Two significant engineering changes have had a positive impact on the expected returns from Orion Minerals’ Prieska copper-zinc project in the Northern Cape Province of South Africa.
Issuing an updated bankable feasibility study (BFS) for a proposed new 2.4 Mt/y copper and zinc mining operation earlier this week, the company said there had been “numerous improvements” on the previous study completed in June 2019.
This included a 43% increase in post-tax undiscounted free cash flows from the project to A$1.2 billion ($798 million); a 36% increase in after-tax net present value (8% discount rate) to A$552 million; and a five-month reduction in the capital payback period to 2.4 years.
In the plant, the major changes include the use of SAG milling, and removal of secondary crushing, screening and rock conveyors.
The use of a SAG and ball milling circuit followed by differential flotation removes the need for multiple stages of crushing – which was included in the previous study.
The new plan envisages a high steel charged SAG mill operating in an open circuit with a secondary ball mill operated in a closed circuit with a classification cyclone cluster. The SAG mill trommel screen oversize feeds a pebble crushing circuit which returns crushed product to the SAG mill feed conveyor, the company said.
The milling circuit, meanwhile, is fed with (F100) 250 mm primary crushed material from the primary stockpile at a throughput rate of 300 t/h and produces a product size of 70% passing 75 μm, which is fed to the differential flotation circuit.
In a presentation, Orion stated that the processing plant costs from the 2019 study to the latest BFS had dropped 16% to A$91 million.
The next big change was a different de-watering philosophy of the old workings of Prieska, with the BFS including a new water treatment route. This resulted in a 30% decrease in the shaft dewatering timeline, it said.
The Hutchings Shaft and underground workings at Prieska are currently filled with water to a depth of 310 m below surface and contain a volume of 8.6 Mcu.m of water.
Dewatering of the workings via a pumping system to be installed in the Hutchings Shaft is now planned, with water being pumped into a 1 Mcu.m volume dewatering dam on surface, from where mechanical evaporators and a reverse osmosis water treatment plant will be used to dispose of and treat the water for discharge into the environment.
The use of water treatment supplements mechanical evaporation, which allows the pumping schedule to be accelerated by four months, Orion said. “Furthermore, the Department of Human Settlements, Water and Sanitation stipulated as part of the IWUL (Repli Integrated Water Use Licence) application process that provision be made for a portion of the dewatered volume to be made available for social, commercial or agricultural use in the locality.”
Forced evaporation is planned to be used as the primary means to dispose of the water with the water treatment plant (WTP) as the secondary means to treat and then discharge treated water into the environment as irrigation water.

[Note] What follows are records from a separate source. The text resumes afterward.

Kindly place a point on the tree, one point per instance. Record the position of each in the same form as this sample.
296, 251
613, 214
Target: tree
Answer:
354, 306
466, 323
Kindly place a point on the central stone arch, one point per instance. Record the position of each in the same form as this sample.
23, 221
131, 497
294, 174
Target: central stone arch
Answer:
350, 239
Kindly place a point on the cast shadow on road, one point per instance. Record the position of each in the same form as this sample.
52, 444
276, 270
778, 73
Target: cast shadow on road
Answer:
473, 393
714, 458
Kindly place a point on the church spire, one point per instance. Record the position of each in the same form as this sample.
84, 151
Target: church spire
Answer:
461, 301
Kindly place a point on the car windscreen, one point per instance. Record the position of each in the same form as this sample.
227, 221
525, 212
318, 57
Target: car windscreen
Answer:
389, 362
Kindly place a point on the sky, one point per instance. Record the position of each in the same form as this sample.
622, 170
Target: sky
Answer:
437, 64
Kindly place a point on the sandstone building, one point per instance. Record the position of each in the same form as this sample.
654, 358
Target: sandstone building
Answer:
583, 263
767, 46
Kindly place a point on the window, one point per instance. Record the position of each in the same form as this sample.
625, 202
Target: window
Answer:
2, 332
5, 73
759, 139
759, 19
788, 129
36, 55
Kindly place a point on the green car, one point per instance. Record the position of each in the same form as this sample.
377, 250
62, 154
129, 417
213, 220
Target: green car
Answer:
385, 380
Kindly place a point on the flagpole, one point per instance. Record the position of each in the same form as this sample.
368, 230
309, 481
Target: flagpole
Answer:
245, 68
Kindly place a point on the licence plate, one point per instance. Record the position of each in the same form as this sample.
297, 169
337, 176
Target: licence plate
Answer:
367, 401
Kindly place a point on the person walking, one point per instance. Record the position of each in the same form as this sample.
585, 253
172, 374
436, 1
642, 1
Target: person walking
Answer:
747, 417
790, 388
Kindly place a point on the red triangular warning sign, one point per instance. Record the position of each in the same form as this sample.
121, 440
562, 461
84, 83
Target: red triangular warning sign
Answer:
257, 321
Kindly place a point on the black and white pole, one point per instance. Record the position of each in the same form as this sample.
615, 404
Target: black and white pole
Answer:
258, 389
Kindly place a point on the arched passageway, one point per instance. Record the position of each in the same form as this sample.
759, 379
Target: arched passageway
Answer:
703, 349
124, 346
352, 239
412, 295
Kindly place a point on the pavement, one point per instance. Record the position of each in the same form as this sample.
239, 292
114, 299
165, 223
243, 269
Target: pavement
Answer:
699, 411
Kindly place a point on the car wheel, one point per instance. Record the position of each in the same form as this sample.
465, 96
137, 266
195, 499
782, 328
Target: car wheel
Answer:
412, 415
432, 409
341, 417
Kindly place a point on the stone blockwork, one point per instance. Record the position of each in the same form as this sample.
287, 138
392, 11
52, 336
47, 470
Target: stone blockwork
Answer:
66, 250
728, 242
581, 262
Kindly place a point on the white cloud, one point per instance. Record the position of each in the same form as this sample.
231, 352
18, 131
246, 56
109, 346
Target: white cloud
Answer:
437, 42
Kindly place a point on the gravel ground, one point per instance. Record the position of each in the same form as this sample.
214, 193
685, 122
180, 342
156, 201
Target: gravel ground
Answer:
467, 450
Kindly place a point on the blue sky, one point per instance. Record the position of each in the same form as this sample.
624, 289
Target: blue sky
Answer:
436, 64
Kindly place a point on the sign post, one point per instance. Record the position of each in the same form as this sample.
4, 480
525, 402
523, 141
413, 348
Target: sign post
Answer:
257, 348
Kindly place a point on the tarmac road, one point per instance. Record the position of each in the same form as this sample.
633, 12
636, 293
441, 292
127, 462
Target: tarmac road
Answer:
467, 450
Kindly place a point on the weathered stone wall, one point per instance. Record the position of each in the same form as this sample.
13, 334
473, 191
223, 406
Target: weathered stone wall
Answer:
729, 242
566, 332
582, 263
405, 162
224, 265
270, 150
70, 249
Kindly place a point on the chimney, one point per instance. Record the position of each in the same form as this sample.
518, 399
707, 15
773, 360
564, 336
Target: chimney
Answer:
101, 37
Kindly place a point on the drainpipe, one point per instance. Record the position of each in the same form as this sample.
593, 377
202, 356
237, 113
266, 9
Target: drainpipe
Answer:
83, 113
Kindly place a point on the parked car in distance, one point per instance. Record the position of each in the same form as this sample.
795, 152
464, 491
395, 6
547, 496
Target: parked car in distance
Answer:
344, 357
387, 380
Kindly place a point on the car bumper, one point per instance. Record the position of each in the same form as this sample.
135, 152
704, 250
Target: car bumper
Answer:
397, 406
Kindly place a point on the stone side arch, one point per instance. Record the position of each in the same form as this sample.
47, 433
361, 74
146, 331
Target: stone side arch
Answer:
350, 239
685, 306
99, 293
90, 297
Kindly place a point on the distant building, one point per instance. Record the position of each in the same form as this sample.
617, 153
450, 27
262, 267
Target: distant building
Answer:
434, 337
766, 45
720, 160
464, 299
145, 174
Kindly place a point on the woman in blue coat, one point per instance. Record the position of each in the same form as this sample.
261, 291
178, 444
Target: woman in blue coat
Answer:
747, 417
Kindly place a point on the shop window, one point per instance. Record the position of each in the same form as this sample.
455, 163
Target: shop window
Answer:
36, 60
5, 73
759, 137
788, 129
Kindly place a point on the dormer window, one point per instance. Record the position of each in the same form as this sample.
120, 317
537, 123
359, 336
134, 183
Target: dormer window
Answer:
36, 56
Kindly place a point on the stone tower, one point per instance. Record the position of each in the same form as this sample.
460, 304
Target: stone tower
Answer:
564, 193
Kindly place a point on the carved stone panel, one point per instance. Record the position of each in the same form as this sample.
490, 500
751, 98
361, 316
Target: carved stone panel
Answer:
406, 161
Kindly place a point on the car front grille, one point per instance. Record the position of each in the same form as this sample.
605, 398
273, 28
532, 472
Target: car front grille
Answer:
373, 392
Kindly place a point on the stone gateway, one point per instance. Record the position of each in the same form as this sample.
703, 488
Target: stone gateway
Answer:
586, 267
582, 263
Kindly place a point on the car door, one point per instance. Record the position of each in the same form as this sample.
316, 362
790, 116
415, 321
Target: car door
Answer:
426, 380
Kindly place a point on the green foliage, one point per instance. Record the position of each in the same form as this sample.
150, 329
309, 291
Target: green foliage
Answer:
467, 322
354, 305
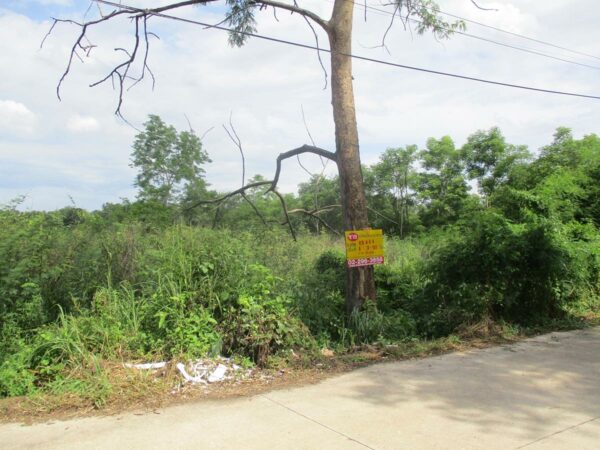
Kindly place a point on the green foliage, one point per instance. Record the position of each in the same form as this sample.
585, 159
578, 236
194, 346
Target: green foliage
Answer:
428, 14
169, 162
522, 273
489, 159
240, 19
140, 280
443, 187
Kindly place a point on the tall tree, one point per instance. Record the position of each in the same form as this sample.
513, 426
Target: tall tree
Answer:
169, 162
338, 28
394, 178
489, 159
443, 187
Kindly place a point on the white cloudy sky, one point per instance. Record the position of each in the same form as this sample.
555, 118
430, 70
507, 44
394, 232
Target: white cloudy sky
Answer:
52, 151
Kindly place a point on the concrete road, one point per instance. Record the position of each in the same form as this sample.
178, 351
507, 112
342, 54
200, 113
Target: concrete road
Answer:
543, 393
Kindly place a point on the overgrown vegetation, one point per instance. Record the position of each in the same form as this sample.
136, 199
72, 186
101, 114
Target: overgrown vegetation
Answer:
150, 280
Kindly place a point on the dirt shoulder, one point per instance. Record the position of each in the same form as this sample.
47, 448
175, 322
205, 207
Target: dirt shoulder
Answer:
147, 391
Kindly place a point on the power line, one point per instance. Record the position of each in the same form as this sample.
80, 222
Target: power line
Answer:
484, 39
361, 58
539, 41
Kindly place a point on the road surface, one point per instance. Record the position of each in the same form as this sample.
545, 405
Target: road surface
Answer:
542, 393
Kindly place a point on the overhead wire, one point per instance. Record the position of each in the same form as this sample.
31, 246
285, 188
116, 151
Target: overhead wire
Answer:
512, 33
484, 39
357, 57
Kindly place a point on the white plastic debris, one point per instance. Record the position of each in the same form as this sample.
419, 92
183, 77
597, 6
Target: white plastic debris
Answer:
188, 377
218, 374
146, 366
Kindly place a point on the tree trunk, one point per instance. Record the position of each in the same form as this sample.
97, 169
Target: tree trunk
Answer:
360, 282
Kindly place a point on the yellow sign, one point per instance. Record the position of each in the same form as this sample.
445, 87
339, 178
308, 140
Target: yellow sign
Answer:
364, 247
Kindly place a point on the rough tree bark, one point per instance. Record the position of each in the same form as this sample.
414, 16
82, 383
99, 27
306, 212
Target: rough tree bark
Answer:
360, 281
360, 284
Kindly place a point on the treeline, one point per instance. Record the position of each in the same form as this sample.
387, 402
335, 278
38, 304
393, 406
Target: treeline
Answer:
482, 236
410, 190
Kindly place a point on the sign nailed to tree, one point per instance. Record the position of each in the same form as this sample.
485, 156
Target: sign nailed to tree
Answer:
364, 247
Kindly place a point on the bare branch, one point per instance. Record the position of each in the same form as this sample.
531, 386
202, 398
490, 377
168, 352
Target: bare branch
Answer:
298, 151
296, 9
253, 206
238, 143
318, 50
285, 212
315, 214
229, 195
482, 8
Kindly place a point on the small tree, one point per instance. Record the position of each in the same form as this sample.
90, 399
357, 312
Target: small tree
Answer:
169, 163
240, 16
489, 159
443, 188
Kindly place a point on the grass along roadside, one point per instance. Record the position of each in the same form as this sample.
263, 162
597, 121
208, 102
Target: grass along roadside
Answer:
118, 389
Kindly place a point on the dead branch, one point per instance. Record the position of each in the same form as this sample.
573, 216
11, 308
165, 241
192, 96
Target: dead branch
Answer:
296, 9
315, 214
318, 50
298, 151
482, 8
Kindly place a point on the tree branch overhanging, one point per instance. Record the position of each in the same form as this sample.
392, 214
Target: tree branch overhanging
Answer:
298, 151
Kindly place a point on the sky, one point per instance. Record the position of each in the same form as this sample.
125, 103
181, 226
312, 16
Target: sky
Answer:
77, 152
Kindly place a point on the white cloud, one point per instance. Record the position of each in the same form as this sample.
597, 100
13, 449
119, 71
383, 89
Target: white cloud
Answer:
54, 2
82, 124
266, 84
15, 116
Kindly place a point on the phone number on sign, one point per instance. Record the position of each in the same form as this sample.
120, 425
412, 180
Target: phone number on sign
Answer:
360, 262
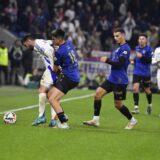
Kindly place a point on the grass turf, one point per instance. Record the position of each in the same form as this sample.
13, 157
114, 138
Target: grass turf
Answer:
110, 141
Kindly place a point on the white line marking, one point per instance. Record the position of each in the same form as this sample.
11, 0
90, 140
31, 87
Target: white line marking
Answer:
34, 106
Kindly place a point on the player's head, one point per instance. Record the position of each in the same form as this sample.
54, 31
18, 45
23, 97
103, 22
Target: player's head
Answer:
28, 41
2, 44
119, 36
58, 36
142, 39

Forced evaporation requires the use of a large evaporation dam, according to Orion, which impacts environmental considerations when compared with the small footprint required by the WTP.
“This is mitigated through the early construction of the tailings storage facility (TSF) which serves a dual purpose for early project phase dewatering and later as a TSF during the operational life of the mine,” the company said.
These actions, in addition to prioritising the extraction of higher grade (and confidence) mineral resources earlier in the mine schedule, helped significantly improve the project return economics, according to Orion.
While the changes also came with a 9% increase in peak funding requirements to A$413 million to cater for the operational improvements, it would also see 20% more payable copper produced – 226,000 t – and 17% more payable zinc produced – 680,000 t – over the 12-year mine life.
Orion’s Managing Director and CEO, Errol Smart, said: “With the Prieska BFS update now complete, the development of the Prieska project is ideally positioned to play a vital role in the local economic recovery plan for the Northern Cape region.
“The project’s low exposure to imported materials and foreign labour reduces construction challenges as the world overcomes and recovers from COVID-19.”
Smart added that the company was targeting a production start-up in 2024 as market conditions permitted.